Mi abuelo caminó sin tregua, a la espera que en alguna esquina apareciera Pepe. Gastó varios cambios de suela y taco. El lunes 17 de septiembre de 1974 ya llevaba once meses a la espera que le devolvieran a su hijo. Por la calle Juan Martínez, cerca de la Escuela Centenario, se desplomó por un paro cardiaco. Lo vieron caer en la vereda. Algunos lo rodearon, durante minutos acariciaron su rostro.

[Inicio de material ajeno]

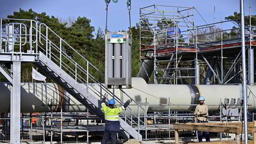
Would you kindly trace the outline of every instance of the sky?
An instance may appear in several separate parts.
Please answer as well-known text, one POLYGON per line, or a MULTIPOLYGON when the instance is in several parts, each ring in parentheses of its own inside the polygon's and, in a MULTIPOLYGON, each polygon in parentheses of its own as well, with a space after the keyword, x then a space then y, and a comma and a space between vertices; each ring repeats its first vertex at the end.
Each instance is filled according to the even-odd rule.
MULTIPOLYGON (((127 30, 129 26, 126 0, 111 0, 108 8, 108 28, 109 31, 127 30)), ((131 0, 131 23, 135 26, 139 22, 140 7, 153 4, 175 6, 194 6, 208 23, 213 22, 213 7, 215 7, 215 21, 224 20, 225 17, 239 12, 239 0, 131 0)), ((249 3, 252 14, 256 15, 256 0, 245 0, 245 14, 249 14, 249 3), (250 2, 251 1, 251 2, 250 2)), ((105 29, 106 25, 106 3, 104 0, 0 0, 0 18, 6 18, 20 8, 25 10, 32 9, 37 13, 67 19, 68 17, 85 17, 91 19, 95 30, 99 27, 105 29)), ((205 23, 196 14, 197 25, 205 23)))

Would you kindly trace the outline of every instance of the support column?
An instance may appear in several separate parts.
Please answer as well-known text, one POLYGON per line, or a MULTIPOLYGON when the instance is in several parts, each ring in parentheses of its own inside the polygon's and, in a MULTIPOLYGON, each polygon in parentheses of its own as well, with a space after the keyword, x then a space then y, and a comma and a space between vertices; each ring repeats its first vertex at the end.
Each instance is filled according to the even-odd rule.
POLYGON ((250 45, 248 49, 248 82, 249 85, 253 85, 254 83, 253 56, 253 48, 252 48, 250 45))
POLYGON ((11 143, 20 143, 21 62, 13 61, 11 91, 11 143))
POLYGON ((200 67, 199 66, 198 59, 197 58, 197 52, 196 53, 196 58, 195 59, 195 84, 199 84, 199 73, 200 67))

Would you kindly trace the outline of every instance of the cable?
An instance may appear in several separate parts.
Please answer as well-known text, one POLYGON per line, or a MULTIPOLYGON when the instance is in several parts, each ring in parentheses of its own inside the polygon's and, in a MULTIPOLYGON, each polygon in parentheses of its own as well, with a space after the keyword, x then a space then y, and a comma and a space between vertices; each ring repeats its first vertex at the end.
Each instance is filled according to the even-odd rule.
MULTIPOLYGON (((145 92, 145 91, 143 91, 140 90, 139 90, 139 89, 137 89, 137 88, 133 87, 133 86, 132 86, 132 88, 133 88, 133 89, 135 89, 135 90, 138 90, 138 91, 140 91, 140 92, 143 92, 143 93, 146 93, 146 94, 148 94, 149 95, 151 96, 151 97, 154 97, 154 98, 155 98, 160 99, 160 98, 158 98, 157 97, 156 97, 156 96, 155 96, 155 95, 152 95, 152 94, 150 94, 150 93, 147 93, 147 92, 145 92)), ((165 101, 167 102, 167 100, 165 100, 165 101)), ((169 102, 169 103, 171 103, 171 104, 172 104, 172 105, 174 105, 174 106, 177 106, 177 107, 179 107, 179 108, 182 108, 182 109, 184 109, 184 110, 187 110, 187 111, 192 112, 192 113, 194 113, 194 111, 192 111, 192 110, 190 110, 189 109, 186 109, 186 108, 181 107, 181 106, 178 106, 178 105, 175 105, 175 104, 174 104, 174 103, 171 103, 171 102, 169 102)))
POLYGON ((110 0, 105 0, 106 2, 106 28, 105 28, 105 35, 108 31, 108 4, 110 3, 110 0))

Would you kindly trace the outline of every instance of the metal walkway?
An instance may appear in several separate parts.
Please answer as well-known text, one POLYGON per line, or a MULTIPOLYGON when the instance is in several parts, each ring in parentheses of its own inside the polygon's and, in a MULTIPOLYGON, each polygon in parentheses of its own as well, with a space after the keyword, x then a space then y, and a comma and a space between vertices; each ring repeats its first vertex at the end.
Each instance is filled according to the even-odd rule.
MULTIPOLYGON (((102 119, 104 114, 100 109, 102 94, 106 93, 109 98, 115 99, 117 104, 124 104, 112 92, 105 87, 102 82, 95 78, 95 76, 99 77, 99 75, 103 78, 104 74, 44 23, 37 23, 30 20, 1 19, 0 26, 0 51, 2 52, 0 60, 35 62, 42 71, 102 119), (3 21, 8 22, 4 24, 3 21), (13 30, 14 27, 15 29, 13 30), (18 51, 10 49, 16 45, 20 47, 18 51), (27 52, 22 51, 25 45, 30 47, 27 52), (67 54, 67 51, 72 51, 74 58, 67 54), (15 59, 17 57, 18 60, 15 59), (3 57, 6 58, 2 60, 3 57), (98 85, 100 91, 89 83, 98 85)), ((16 83, 12 82, 12 75, 6 72, 4 68, 1 67, 0 72, 10 79, 11 83, 16 83)), ((20 76, 20 73, 19 74, 20 76)), ((127 97, 126 99, 131 98, 125 93, 124 97, 127 97)), ((48 103, 51 103, 51 101, 48 103)), ((138 108, 144 110, 136 102, 132 104, 137 105, 138 108)), ((140 124, 143 125, 143 122, 140 119, 139 116, 133 114, 129 107, 121 115, 121 117, 123 118, 119 119, 121 128, 126 132, 126 136, 129 138, 130 135, 136 139, 141 140, 141 135, 133 128, 133 126, 140 127, 140 124)))

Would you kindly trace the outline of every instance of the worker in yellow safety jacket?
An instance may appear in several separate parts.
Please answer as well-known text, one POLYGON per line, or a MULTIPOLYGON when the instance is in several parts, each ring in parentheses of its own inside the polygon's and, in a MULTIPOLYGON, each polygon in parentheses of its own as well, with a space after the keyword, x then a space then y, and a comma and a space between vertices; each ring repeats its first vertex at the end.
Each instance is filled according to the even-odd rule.
POLYGON ((132 100, 127 100, 123 106, 116 108, 115 107, 116 102, 113 99, 108 101, 108 106, 106 105, 106 97, 107 94, 105 94, 101 101, 102 109, 105 113, 106 124, 101 143, 107 143, 107 141, 110 139, 111 143, 115 144, 117 141, 117 133, 120 131, 119 114, 129 105, 132 100))

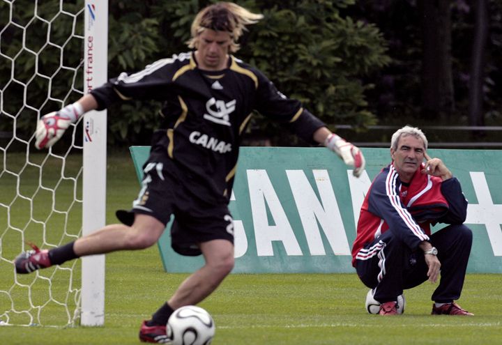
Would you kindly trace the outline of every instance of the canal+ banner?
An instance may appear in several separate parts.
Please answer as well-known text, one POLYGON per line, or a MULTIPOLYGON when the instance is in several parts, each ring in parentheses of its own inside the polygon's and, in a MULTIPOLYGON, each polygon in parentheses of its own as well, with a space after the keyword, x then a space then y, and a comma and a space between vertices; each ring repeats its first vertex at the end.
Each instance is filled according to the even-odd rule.
MULTIPOLYGON (((149 147, 130 148, 141 180, 149 147)), ((388 148, 362 148, 359 178, 325 148, 242 147, 229 208, 235 236, 234 273, 353 273, 351 248, 371 181, 390 162, 388 148)), ((429 149, 460 181, 473 233, 468 272, 502 273, 502 151, 429 149)), ((167 228, 170 223, 167 225, 167 228)), ((444 224, 437 224, 433 231, 444 224)), ((191 273, 202 257, 158 242, 164 268, 191 273)))

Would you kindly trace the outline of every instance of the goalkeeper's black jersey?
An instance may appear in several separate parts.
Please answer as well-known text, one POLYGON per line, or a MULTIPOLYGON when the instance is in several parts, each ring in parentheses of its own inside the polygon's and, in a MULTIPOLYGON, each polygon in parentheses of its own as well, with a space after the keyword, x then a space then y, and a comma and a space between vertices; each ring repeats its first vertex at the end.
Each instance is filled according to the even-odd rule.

Casi al final de octubre de 1973 los curas me expulsaron del Colegio Don Bosco por mis ideas políticas y por pertenecer a una familia partidaria de la Unidad Popular. Felices con la dictadura, recién instalada, no solo delataron a profesores de izquierda sino también ocultaron el horroroso asesinato de mi profesor jefe, el sacerdote Gerardo Poblete. Para colmo, realizaron una operación limpieza de sus estudiantes discípulos, entre los que yo estaba.

Mi madre, mi hermana y yo inauguramos un rito diario, a las seis y media de la tarde. Nos sentábamos a leer el Salmo 21 de la Biblia. Habíamos acordado entre los familiares de detenidos en la fila de espera, afuera del regimiento, que todos a la vez en sus hogares, a esa misma hora, leyéramos este salmo para unir las oraciones por la vida de nuestros seres queridos. Era una forma de expresar nuestro dolor, una pausa en el día, en medio de los trámites que hacíamos para solicitar la libertad de los detenidos.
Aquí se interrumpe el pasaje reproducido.